Does music help you when working out?
Written By: SportsShoes
There’s no doubt about it, sometimes we all need a little extra “push” for a motivated, focused workout. For many of us that comes in the form of hyping ourselves up to our favourite power tracks, working out to a soundtrack we love in order to keep us going during demanding training sessions.
But are there any real benefits of training to music and does it really help push us on to better training results?
Music may help you train harder, for longer
There is growing evidence to suggest a clear link between training with music and improved performance. In a nutshell, training with music makes training feel easier, which in turn makes us able to train harder, for longer, but how does this work?
A number of studies demonstrate that the external stimulus provided by your favourite work out track helps block internal stimuli trying to reach the brain. Essentially music helps distract you from factors like pain and fatigue and the result is that there is a reduction in our perception of effort and the ability to dissociate ourselves from sensations of discomfort and tiredness. This allows us to train harder and faster for longer, with some studies noting performance and endurance benefits of up to 15%.
Music Can give you a Positivity Boost
What’s more, training to music can help boost positivity and increase concentration, distracting us once more from fatigue and boredom. The end result is that your training session will feel more focused and more enjoyable. Added to that, a boosted mood means boosted motivation, leading to an optimised, focused and positive workout. In the long term that means we’re more likely to commit to a training regime - and stick at it – if we’re listening to music.
Different types of music can affect your efforts
Even the type of music you listen to can have a profound effect. One study by John Moore’s University found that participants voluntarily exercised at greater effort when listening to high tempo music. When the tempo was slowed, effort reduced correspondingly. So, for an optimised session, opt for upbeat, high tempo tracks which also induce positive emotions to help boost mood. For your cool down and recovery, go for more chilled out, slower tempo tracks.

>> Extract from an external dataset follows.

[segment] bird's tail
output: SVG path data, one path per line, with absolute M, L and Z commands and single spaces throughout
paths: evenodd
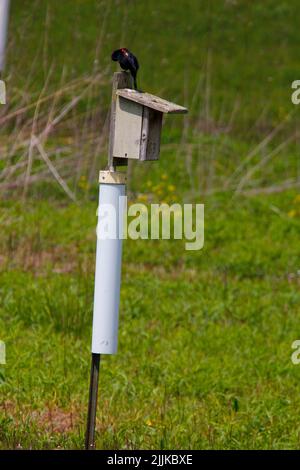
M 134 89 L 138 91 L 136 77 L 133 77 Z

Always make sure to have a playlist ready-prepared; there’s nothing worse than being “trapped” with a song you hate while you’re trying to focus on your training, or interrupting your session to scroll your device for something better. Change it up regularly to avoid boredom and so that you don’t get used to listening to the same tracks played over and over.

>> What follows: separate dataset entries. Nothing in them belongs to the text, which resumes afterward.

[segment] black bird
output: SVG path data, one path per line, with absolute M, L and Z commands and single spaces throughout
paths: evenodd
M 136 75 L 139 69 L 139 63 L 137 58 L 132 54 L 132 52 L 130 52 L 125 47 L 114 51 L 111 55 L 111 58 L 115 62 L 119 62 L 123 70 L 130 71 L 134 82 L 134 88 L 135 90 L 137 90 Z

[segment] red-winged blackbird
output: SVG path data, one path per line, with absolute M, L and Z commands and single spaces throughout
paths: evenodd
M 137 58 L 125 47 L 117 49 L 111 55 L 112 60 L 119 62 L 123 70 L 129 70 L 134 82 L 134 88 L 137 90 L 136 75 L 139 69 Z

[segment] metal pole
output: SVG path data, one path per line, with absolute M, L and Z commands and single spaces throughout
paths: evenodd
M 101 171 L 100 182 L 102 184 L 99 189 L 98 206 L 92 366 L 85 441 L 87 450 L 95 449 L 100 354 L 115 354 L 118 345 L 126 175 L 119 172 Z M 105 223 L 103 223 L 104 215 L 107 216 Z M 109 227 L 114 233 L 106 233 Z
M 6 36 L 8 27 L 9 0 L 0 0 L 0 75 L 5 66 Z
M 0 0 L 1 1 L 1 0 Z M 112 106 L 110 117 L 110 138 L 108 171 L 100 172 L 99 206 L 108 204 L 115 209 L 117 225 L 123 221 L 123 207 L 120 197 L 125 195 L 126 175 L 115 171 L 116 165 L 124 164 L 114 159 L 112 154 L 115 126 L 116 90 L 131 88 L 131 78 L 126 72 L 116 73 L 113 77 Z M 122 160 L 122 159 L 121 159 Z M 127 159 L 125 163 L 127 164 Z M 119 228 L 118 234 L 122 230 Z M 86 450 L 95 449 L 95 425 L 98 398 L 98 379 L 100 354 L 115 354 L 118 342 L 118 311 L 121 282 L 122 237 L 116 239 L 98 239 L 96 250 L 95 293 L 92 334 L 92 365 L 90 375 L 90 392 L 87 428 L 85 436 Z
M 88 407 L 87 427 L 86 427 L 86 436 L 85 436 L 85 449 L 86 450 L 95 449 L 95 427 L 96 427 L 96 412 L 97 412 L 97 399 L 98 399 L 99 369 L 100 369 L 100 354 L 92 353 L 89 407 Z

Is there a downside to working out to music?
There is some evidence that shows that the benefits of training to music apply only up to a certain point. While music can help boost effort during low to moderate intensity sessions, a number of studies seem to suggest that this effect is negated when training at maximum intensity. So, if you’re going all out for a PB, then listening to your favourite workout track probably isn’t going to have a huge impact.

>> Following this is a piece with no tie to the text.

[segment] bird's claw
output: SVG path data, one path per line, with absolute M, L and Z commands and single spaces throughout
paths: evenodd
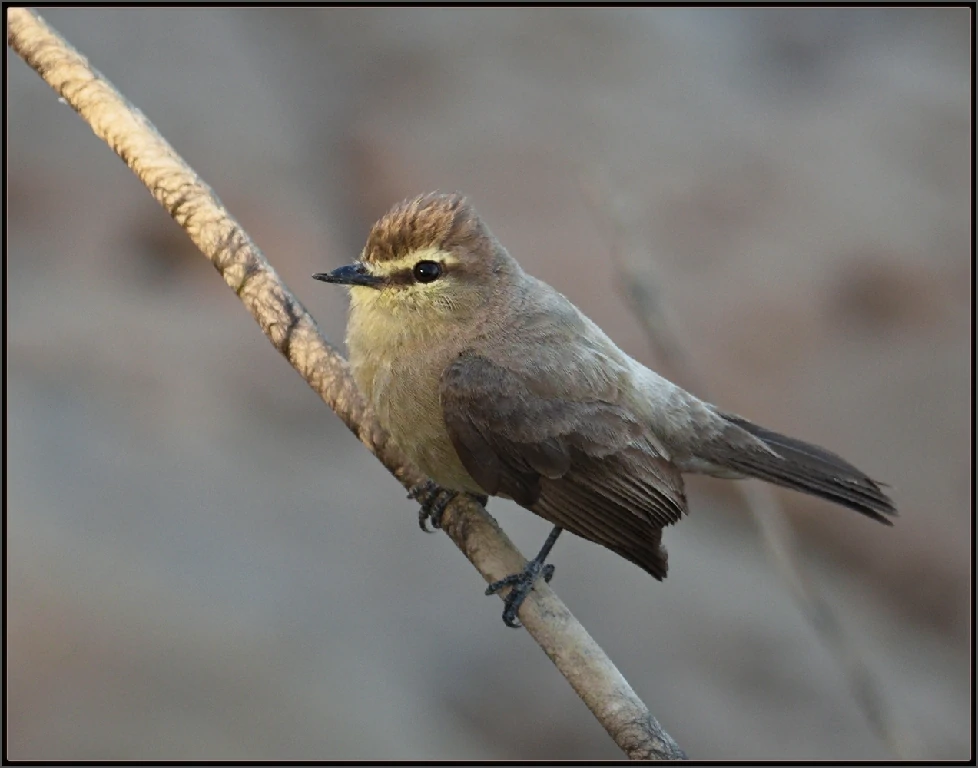
M 432 528 L 441 528 L 441 516 L 445 507 L 455 498 L 455 491 L 449 491 L 439 486 L 434 480 L 424 480 L 411 486 L 408 498 L 421 504 L 418 510 L 418 525 L 425 533 L 434 533 Z M 428 527 L 431 521 L 432 528 Z
M 554 577 L 553 565 L 549 563 L 543 565 L 536 560 L 531 560 L 519 573 L 510 574 L 486 587 L 487 595 L 494 595 L 506 587 L 511 587 L 509 594 L 503 598 L 503 603 L 506 606 L 503 609 L 503 623 L 507 627 L 519 629 L 523 626 L 520 620 L 516 618 L 516 614 L 520 610 L 520 606 L 523 605 L 523 601 L 526 600 L 526 596 L 533 590 L 536 580 L 541 576 L 545 582 L 549 583 Z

There is also an argument that training with music, whilst masking pain and fatigue, can also cut us off from essential feedback from our bodies, causing us to have less awareness of our breathing, foot strike and effort. If you are really concentrating on improving your technique, or you prefer a more mindful training experience, then listening to music could make your work out less effective.
It is worth taking your headphones out in situations where you need to be more aware of your surroundings and the people around you, for example, if you’re training with a partner or if you’re being “spotted” while weight training.
What’s the best way to listen to music when working out?
The best way to listen to music at the gym is to put your MP3 player or phone in your pocket or in a holder on your arm while you work out. It’s that simple. You can use your standard headphones, but it’s worth investing in a pair of wireless headphones such as Aftershokz if you find wires irritating!